487-89-8 Usage
Description
Indole-3-carboxaldehyde, also known as 1H-Indole-3-carboxaldehyde (I3C), is a natural compound found in various plants such as tomato seedlings, pea seedlings, barley, lupine, cabbage, and cotton. It is a heteroarenecarbaldehyde that is indole in which the hydrogen at position 3 has been replaced by a formyl group. Indole-3-carboxaldehyde is an off-white to beige-brown crystalline powder and represents an important building block of many natural and synthetic biologically active compounds.
Uses
Indole-3-carboxaldehyde is used as a biochemical for the preparation of analogs of the indole phytoalexin cyclobrassinin with NR1R2 group. It is also used as the starting material for the synthesis of higher order indoles, including isoindolo[2,1-a]indoles, aplysinopsins, and 4-substituted-tetrahydrobenz[cd]indoles.
Used in Pharmaceutical Industry:
Used in Material Science:
Indole-3-carboxaldehyde can undergo Schiff bases condensation to form multifunctional silica nano-vehicles and magnetic nanoparticles, which have potential applications in various fields, including drug delivery, catalysis, and sensing.
Biosynthesis
Biosynthesis of natural 1H-indole-3-carboxaldehyde was first suggested by Tang and Bonner who reported that, aldehyde[1] was produced via biotransformation of indole-3acetic acid (IAA) using crude enzyme which is prepared from etiolated pea seedlings[10]. On the other hand, brassinin oxidase (BOLm; a fungal detoxifying enzyme) mediates the conversion of the phytoalexin brassinin into 1H-indole3-carboxaldehyde with equivalent ratio[11].

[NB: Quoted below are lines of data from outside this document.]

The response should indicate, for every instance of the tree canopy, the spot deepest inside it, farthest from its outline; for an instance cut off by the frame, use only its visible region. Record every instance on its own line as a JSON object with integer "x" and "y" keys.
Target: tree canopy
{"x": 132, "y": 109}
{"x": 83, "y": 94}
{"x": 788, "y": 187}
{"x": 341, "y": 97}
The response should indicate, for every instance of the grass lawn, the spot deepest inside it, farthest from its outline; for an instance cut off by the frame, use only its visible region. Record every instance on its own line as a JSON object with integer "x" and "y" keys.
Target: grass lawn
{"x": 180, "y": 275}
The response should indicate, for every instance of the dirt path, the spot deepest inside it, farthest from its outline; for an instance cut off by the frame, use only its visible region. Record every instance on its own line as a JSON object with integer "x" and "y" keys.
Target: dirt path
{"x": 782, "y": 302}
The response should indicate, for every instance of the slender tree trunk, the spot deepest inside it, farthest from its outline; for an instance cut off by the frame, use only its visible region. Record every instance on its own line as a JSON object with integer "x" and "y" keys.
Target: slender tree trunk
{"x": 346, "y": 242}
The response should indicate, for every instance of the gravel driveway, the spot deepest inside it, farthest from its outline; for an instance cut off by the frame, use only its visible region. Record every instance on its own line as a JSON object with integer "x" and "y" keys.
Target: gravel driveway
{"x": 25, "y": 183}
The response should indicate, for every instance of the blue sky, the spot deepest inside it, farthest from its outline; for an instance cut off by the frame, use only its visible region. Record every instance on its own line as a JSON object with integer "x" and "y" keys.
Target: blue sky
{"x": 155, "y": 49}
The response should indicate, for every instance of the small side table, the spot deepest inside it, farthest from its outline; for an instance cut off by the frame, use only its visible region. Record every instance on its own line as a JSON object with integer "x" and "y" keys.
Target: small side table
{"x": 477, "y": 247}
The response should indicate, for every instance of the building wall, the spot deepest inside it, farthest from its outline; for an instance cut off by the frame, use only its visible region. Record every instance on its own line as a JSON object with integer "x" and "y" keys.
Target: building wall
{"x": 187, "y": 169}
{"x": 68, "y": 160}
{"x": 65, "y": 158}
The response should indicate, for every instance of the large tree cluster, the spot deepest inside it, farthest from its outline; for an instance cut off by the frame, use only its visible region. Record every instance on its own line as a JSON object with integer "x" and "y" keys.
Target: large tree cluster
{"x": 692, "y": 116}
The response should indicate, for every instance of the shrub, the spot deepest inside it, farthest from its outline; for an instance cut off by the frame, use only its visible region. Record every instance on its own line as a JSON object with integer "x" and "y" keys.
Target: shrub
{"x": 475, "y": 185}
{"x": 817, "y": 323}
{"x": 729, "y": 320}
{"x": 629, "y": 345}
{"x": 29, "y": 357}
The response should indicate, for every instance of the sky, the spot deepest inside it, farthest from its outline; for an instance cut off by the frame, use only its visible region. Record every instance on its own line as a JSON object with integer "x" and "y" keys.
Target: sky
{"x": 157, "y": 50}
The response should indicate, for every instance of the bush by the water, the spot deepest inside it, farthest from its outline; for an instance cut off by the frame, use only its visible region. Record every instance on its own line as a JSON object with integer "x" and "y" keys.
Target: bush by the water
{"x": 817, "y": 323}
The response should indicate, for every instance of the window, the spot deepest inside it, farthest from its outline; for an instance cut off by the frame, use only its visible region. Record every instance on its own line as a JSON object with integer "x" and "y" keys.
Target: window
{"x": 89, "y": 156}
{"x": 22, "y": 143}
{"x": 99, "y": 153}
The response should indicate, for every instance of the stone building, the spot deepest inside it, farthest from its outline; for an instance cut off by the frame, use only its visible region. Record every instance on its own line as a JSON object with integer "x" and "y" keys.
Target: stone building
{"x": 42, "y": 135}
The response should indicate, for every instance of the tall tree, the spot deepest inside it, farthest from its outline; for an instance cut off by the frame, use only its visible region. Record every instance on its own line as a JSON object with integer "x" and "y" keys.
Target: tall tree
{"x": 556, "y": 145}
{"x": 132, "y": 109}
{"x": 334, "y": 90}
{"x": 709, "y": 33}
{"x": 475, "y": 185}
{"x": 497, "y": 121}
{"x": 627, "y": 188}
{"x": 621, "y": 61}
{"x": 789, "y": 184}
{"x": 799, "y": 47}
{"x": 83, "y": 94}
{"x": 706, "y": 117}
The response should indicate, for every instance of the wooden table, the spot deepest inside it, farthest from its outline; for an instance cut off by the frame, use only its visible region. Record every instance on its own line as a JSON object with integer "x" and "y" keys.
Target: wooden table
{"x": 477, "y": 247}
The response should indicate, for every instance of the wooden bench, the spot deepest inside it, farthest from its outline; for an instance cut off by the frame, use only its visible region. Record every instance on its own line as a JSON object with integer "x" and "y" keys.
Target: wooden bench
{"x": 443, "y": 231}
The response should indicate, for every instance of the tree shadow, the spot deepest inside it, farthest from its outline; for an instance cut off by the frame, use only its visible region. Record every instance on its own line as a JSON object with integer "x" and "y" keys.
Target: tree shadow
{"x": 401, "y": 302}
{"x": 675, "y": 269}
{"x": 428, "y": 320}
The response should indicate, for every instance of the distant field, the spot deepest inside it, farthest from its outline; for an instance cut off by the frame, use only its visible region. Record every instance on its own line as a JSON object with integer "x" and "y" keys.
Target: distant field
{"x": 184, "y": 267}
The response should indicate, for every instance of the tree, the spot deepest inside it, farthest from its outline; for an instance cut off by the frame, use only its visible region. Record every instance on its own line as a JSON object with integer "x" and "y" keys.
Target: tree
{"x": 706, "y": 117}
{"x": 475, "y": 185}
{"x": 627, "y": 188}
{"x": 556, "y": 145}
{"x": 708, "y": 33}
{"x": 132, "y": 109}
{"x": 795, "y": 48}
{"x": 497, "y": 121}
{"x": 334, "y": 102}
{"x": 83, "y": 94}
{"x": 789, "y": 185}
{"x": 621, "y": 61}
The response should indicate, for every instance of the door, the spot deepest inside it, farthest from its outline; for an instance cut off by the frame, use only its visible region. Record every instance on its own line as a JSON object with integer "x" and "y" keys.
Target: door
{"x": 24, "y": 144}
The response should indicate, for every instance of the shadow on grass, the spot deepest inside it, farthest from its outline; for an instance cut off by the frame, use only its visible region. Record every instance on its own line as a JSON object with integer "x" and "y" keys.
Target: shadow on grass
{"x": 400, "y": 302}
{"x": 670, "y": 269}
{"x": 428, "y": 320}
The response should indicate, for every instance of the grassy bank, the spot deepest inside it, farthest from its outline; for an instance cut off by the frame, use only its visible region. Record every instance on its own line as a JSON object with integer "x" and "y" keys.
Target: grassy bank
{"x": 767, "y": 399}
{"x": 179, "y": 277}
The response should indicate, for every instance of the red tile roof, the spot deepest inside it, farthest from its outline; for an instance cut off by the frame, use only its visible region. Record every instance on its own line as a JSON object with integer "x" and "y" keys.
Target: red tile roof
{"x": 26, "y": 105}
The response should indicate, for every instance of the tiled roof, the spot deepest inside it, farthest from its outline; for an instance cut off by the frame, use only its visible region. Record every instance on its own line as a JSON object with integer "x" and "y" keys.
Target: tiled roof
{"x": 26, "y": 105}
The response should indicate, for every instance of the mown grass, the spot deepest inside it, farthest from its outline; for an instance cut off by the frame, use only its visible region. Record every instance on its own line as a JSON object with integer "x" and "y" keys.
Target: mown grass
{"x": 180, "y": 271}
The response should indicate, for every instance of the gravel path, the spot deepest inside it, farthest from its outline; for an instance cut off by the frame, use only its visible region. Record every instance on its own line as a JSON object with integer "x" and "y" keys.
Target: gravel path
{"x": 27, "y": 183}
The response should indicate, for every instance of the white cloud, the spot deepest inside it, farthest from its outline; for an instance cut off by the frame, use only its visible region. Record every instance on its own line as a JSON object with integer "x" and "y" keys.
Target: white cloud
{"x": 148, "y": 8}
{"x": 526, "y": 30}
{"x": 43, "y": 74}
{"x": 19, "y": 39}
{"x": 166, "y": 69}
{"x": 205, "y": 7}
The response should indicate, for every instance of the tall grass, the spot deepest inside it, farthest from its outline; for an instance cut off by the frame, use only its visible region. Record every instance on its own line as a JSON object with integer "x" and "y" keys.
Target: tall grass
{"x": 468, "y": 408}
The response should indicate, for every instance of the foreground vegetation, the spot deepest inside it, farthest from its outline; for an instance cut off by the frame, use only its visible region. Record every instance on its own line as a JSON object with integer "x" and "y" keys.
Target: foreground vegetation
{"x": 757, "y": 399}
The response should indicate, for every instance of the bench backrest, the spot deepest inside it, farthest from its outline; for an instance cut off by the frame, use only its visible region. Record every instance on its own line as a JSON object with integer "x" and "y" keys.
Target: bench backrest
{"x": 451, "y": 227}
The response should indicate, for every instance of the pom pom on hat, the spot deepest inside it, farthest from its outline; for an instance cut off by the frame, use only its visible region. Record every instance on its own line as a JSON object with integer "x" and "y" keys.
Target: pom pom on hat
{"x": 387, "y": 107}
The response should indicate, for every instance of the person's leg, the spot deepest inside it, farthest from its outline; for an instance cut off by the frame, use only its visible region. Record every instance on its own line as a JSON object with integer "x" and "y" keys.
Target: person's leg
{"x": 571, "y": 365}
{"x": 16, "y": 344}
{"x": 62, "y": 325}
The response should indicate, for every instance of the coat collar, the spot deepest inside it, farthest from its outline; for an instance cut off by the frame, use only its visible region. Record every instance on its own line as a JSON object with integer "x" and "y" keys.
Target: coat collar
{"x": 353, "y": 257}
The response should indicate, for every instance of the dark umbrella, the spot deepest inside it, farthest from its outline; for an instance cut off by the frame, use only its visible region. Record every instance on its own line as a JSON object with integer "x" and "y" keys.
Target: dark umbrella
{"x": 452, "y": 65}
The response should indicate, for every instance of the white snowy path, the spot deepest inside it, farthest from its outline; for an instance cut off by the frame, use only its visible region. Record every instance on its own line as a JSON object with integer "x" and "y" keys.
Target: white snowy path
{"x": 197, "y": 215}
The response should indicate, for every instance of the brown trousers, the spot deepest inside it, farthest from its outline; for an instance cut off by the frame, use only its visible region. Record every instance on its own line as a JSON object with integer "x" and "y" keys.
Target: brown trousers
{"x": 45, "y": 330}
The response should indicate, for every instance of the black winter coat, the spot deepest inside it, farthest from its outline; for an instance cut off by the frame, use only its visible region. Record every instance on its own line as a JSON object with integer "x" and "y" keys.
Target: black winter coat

Also, bacteria play an important role in the biosynthesis of it via biotransformation of L-tryptophan using Escherichia coli[12]. 1H-Indole-3-carboxaldhyde and its derivatives are not only the key intermediates for the preparation of biologically active molecules as well indole alkaloids, but also they are important precursors for the synthesis of diverse heterocyclic derivatives.
Synthesis method
Previously, 1H-indole-3-carboxaldehyde has been prepared synthetically either via direct formylation of indole using e.g., Reimer-Tiemann reaction (aq. KOH/CHCl3)[13], Grignard reaction[14], Vilsmeier Haack reaction (POCl3/DMF)[15] or formylation of the potassium salt of indole using carbon monoxide under robust conditions of heat and pressure[16]. Sommelet reaction on gramine and on indole itself oxidation of N-skatyl-N-phenyl-hydroxylamine and/or by hydrolysis of 3-(1,3-dithiolan-2-yl) indole with boron trifluoride diethyl etherate BF3.O(C2H5)2 and mercury (II) oxide HgO.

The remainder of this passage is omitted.